I can mount a HEPA filter in the Ridgid so that it has more comparable filtration to the Festool, and it loses about a third of its airflow if I do, which actually drops its performance below the CT. (I've got an anemometer and have actually measured this just for curiosity's sake.) Their motors are roughly equal in power, but the CT has a tighter seal so it's leaking less air from places other than the hose end.

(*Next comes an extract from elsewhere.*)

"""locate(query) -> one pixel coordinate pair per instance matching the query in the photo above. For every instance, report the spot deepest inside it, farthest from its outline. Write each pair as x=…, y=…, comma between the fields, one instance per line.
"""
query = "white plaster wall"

If your argument is just that a HEPA-certified dust extractor isn't as good of a shop vac as a shop vac, then I don't think we have any disagreement. They're tools aimed at different purposes. Festool actually doesn't offer a filter as coarse as the Ridgid's (the coarsest filter they sell for the CT is equivalent to Ridgid's 1 micron "fine dust" filter, which has lower airflow than the default filter), but if they did, you could presumably slot that in and it would get slightly better airflow than the Ridgid since their motors are both 1200W and the seal is tighter. In that case, you'd have turned the dust extractor into a (very expensive) shop vac with both its strengths and weaknesses.
Alex said:
I don't know about your tests, they're always very limited in time and circumstances. My experience isn't. All nice and easy to test a tool when it's brand new, with new bags and filters, but did you know the suction of the Mini and Midi drops to half when the bag is only 1/4 full with dust?
The test I linked specifically accounts for that. They measured them with clean filters and then sucked up about 20 lbs. of drywall dust to deliberately clog the filters and tested them again. The CT 36 showed some of the lowest loss of suction and airflow of any vacuum in the shootout (only Makita did better). They didn't test the Mini/Midi, however, so maybe they have very different performance characteristics than the CT series.
Edited to add: one other factor I forgot to mention is the hose! Larger hoses increase airflow and reduce suction. Large shop vacs (at least in the US; I'm not sure about elsewhere) usually have a 2.5 inch/64mm hose, while the largest Festool hose is 50mm, and most people are going to be using a 27mm or 36mm for their tool hookups.